L’avevamo scritto, paradossalmente, giorni fa, a proposito dell’incredibile processo Borsellino quater. Se tante toghe se ne lavano le mani di inchieste pur al calor bianco e delegano tutto alle forze dell’ordine, poliziotti o carabinieri che siano, che fine fa la giustizia?
A questo punto tanto val piazzare in aula un bel calcolatore tuttofare, capace di sfornare sentenze calde come sfoglialelle.
Detto fatto. A quanto pare i sogni si traducono subito in realtà. Ed ecco che all’Accademia dei Lincei hanno organizzato una giornata di studi sul tema che così sintetizza il Corriere della Sera del 6 luglio: “E se in tribunale a decidere sarà un robot?”. All’ambizioso progetto, a quanto pare, lavora da ben tre anni un team di studiosi capeggiato dall’accademico dei Lincei Natalino Irti, nel pedigree una prestigiosa presidenza del Credito Italiano e come vice all’Enel.
Così dettaglia il Corsera:” Il lavoro svolto finora si è focalizzato sul tema della prevedibilità delle decisioni giudiziarie e sulla certezza del diritto.
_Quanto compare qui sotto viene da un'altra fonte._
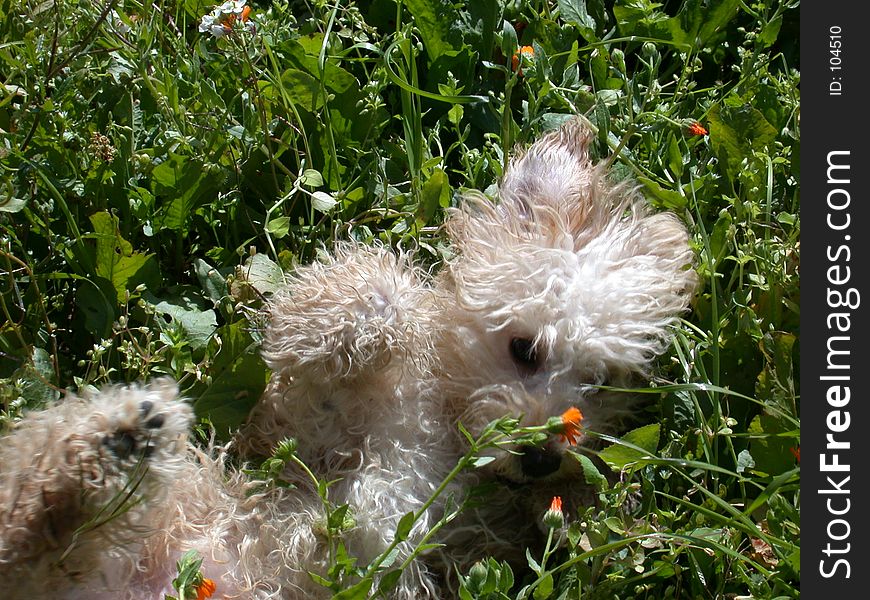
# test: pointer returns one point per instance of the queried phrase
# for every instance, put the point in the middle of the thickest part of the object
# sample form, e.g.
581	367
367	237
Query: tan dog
567	283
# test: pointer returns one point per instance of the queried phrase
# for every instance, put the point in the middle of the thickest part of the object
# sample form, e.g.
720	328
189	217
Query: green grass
156	181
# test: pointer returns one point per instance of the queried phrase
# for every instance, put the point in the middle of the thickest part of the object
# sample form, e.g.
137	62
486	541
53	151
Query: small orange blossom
205	589
231	18
554	516
696	129
526	51
571	422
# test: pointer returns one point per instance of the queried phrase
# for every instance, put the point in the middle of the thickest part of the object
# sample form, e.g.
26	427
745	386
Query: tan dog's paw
149	422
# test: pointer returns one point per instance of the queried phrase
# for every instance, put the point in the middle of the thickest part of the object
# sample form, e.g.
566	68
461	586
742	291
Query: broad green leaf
574	12
545	588
182	185
405	525
323	202
188	310
438	23
646	438
213	283
668	199
435	195
239	377
736	132
359	591
278	227
591	473
262	273
115	259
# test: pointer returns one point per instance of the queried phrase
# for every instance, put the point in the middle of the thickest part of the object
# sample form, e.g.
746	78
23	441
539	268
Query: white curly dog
567	282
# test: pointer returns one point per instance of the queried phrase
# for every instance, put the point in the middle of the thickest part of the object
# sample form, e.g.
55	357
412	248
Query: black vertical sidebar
835	300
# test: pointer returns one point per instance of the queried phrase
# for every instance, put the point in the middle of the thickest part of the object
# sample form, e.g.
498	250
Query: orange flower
554	516
571	422
205	589
526	51
696	129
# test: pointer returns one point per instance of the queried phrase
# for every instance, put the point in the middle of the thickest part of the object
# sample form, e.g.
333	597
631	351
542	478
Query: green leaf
544	588
115	259
736	132
770	32
744	461
389	581
434	196
278	227
239	378
645	438
591	473
668	199
188	310
323	202
262	273
213	283
359	591
437	21
405	525
574	12
182	184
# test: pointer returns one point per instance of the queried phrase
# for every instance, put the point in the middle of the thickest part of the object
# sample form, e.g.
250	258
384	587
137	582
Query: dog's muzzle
539	462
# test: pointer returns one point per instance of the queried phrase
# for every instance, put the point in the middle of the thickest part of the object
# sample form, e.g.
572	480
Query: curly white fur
568	282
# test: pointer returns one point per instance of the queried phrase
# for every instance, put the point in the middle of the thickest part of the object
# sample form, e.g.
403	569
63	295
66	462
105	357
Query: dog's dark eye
525	354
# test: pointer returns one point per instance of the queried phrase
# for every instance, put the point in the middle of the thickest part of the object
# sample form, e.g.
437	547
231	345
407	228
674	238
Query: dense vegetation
160	171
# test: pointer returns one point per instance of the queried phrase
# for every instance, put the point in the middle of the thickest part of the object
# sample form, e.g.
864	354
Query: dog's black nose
536	462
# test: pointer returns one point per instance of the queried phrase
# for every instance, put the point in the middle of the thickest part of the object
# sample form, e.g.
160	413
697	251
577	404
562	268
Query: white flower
117	24
220	20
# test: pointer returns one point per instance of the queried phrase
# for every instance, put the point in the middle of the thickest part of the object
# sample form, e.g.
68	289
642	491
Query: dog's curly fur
568	282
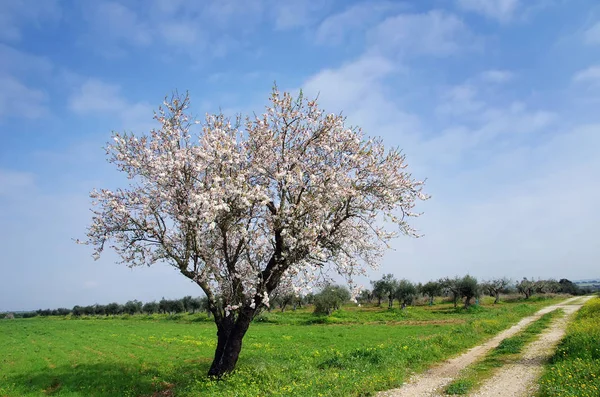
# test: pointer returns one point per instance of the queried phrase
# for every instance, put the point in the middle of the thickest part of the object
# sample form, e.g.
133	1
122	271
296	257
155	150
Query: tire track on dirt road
432	381
519	379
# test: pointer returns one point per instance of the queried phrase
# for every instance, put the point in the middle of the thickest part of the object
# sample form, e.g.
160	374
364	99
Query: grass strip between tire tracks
506	352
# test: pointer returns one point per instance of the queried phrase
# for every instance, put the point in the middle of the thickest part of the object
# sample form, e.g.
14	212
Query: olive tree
469	289
405	292
331	298
495	287
237	205
431	289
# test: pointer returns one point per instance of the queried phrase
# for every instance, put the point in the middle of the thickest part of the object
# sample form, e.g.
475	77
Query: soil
516	379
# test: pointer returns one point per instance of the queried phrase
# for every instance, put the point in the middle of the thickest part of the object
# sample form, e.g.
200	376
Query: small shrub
461	386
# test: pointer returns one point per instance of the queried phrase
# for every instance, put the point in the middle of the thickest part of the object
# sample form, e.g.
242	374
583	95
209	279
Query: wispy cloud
589	75
336	28
97	97
592	34
15	15
496	76
501	10
435	33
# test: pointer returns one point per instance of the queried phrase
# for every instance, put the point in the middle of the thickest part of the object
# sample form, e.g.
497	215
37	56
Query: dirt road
432	382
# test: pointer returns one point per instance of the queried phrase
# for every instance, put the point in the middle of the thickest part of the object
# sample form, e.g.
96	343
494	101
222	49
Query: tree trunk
467	302
230	334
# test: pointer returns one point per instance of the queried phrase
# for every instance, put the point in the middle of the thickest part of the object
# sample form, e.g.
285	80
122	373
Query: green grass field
506	352
355	352
574	371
Nel 2016 si è già tenuto un convegno dedicato a ‘La calcolabilità giuridica‘”.
Ma il tema del summit organizzato per il 7 luglio alla stessa Accademia dei Lincei è ancora più suggestivo: “La decisione robotica”. Spiega Irti: “La decisione robotica e le tecnologie in genere sono in una fase di intenso sviluppo e la ricerca in diversi settori contribuisce alla loro rapida crescita. Anche il decidere delle macchine è oggetto delle ricerche in corso”.
E ancora: “Il mondo giuridico deve essere parte integrante anche tecnica di questa rivoluzione, poiché il concetto di decisione chiama quella di responsabilità e perchè tra le attività decisorie di maggior impatto e rilievo ci sono le decisioni dei giudici”.
Per ora, si parla di un contributo alla smaltimento dell’enorme carico di arretrati derivante da una miriade di contenziosi soprattutto civili, dalle liti condiminiali agli incidenti automobilistici.
Ma pensiamo per un momento al futuro, neanche lontano.
E poniamo subito un tema non campato per aria. Meglio un robot oppure un giudice corrotto od incapace, per questioni che non si riducano ad un sottoscala o ad un tamponamento?
In questi giorni abbiamo assistito a due situazioni giudiziarie ai confini della realtà. Una di proporzioni gigantesche, colossali: il Borsellino quater, dove si è stato dimostrato per tabulas un letterale “Depistaggio di Stato” organizzato da servitori infedeli dello Stato per affossare verità e giustizia sulla strage di via D’Amelio: calpestando per due volte la memoria di quel giudice coraggio, Paolo Borsellino, e l’infinito dolori di figli e familiari.
Il secondo caso riguarda un giudice siciliano corrotto che rischiava – via Renzi – di assurgere a ben più alte cariche dello Stato e invece beccato con le mani nella maramellata, pardòn nelle mazzette.
Ebbene: in questi due casi sarebbe stato meglio affidarsi alle scelte, alle decisioni, alle valutazioni di un robot, perfettamente indottrinato, oppure a quelle di un giudice in carne ed ossa?
Andrebbe chiesto ai ricercatori che hanno brevettato quel supercomputer e hanno lavorato intorno al tema coordinato dal professor Natalino Irti: ma esiste un virus “anticorruzione” da poter iniettare nel robot affinchè possa agire facendo in modo che una buona volta per tutte le “Legge sia uguale per tutti?”.
E’ una pura utopia? La risposta non è di poco conto: soprattutto per i milioni di italiani che non riescono da una vita ad assaporare il senso e il gusto della giustizia, con la G maisuscola. E sono ogni giorno calpestati e massacrati dallo Stato.